Il est important aussi de connaître ces mythes, connaître la topologie de tous ces mythes présents. Mais sur le personnage de Rousseau, c’est une question encore plus difficile, parce que je dois dire que l’écrivain Rousseau existe très peu en Hongrie. Pour des raisons politiques il était toujours présent pour son Contrat social, en ce qui concerne ses écrits politiques, anthropologiques. Mais comme écrivain, il n’a jamais été intégré à la pensée hongroise. Et même s’il existe une très bonne traduction des Confessions, L’Émile est, à mon sens, presque illisible aujourd’hui. Les traductions datent de 60, 70 ans, ce ne sont plus des textes contemporains. Les Rêveries ont eu une splendide traduction, mais la traduction des Confessions ne me parle pas, je les trouve difficile à lire et je dois revenir au français pour bien saisir les nuances. L’enjeu de la traduction est de trouver un langage qui peut être valide, qui peut retranscrire le langage du XVIIIe siècle de nos jours. Les dialogues sont très peu connus en Hongrie, et même en France ils sont assez sous-représentés dans le système universitaire. Y compris en anglais, la traduction date d’il y a quinze ans. C’est donc certainement un autre aspect de Rousseau qui va venir au monde en Hongrie avec ce texte, immense et très riche.

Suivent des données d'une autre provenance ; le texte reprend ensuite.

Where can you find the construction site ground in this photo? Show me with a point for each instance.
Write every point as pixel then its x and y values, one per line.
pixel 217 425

C’est un livre qui a toujours causé des ambiguïtés, des difficultés dans sa réception, ce qui rend le travail un peu plus difficile. Parce que c’est un Rousseau qu’on ignore qui parle. Il faut le faire, l’articuler, trouver son corps et son visage. Je pense vraiment que c’est un défi immense.

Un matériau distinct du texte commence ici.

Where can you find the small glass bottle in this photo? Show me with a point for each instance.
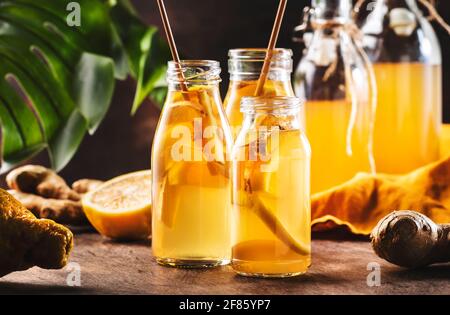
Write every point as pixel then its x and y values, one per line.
pixel 336 80
pixel 407 61
pixel 271 234
pixel 190 174
pixel 245 67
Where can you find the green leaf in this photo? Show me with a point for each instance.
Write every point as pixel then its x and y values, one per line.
pixel 147 53
pixel 64 146
pixel 94 87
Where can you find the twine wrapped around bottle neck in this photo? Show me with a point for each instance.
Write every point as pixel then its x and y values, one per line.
pixel 428 4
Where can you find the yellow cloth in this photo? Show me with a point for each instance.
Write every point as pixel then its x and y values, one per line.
pixel 361 202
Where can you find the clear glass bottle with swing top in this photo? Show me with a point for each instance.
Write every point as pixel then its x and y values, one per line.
pixel 271 232
pixel 407 61
pixel 190 176
pixel 336 80
pixel 245 67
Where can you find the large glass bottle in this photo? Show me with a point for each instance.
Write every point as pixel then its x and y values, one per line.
pixel 407 62
pixel 335 79
pixel 245 67
pixel 190 175
pixel 271 190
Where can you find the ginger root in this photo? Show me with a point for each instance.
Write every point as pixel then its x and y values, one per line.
pixel 48 196
pixel 364 200
pixel 410 239
pixel 62 211
pixel 38 180
pixel 26 241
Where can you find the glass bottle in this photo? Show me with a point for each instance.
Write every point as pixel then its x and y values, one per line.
pixel 190 175
pixel 407 62
pixel 245 67
pixel 336 80
pixel 271 235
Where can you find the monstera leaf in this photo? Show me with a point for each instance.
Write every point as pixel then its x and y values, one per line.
pixel 59 61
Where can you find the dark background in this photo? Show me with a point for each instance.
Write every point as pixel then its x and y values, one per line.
pixel 203 29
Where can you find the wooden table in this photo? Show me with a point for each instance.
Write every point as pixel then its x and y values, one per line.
pixel 339 267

Tu termines ta résidence à la fin du mois (juillet 2015, ndlr.), quel bilan, un peu en avance, tu peux tirer de cette période-là, et quelle est la suite de ton travail ?

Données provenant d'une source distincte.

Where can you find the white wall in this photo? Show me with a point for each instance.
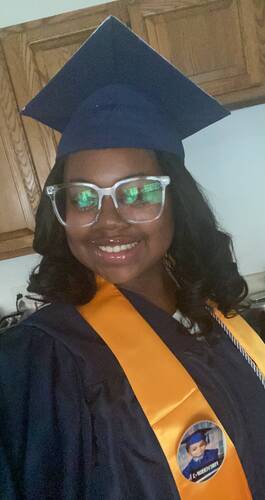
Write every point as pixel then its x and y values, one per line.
pixel 20 11
pixel 226 158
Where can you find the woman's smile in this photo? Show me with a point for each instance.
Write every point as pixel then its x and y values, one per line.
pixel 116 249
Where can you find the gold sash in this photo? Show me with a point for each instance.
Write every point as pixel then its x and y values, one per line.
pixel 168 395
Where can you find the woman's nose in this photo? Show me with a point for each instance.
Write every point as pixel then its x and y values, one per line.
pixel 109 215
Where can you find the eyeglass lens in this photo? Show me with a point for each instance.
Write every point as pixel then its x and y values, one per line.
pixel 138 201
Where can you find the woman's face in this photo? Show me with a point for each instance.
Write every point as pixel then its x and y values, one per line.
pixel 92 245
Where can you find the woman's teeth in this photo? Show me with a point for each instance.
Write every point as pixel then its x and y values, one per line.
pixel 118 248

Je sens déjà que ça m’a donné beaucoup d’énergie pour le travail à faire. La suite se déroulera à Arles à la maison des traducteurs, dans l’espace Van Gogh, où j’ai une bourse du CNL (Centre national du livre) pour 2 mois. Et j’espère pouvoir commencer le travail de traduction quotidiennement à partir du mois de septembre. Il y a une très bonne bibliothèque, très bien équipée. C’est aussi un lieu très inspirant, dans un autre sens qu’ici.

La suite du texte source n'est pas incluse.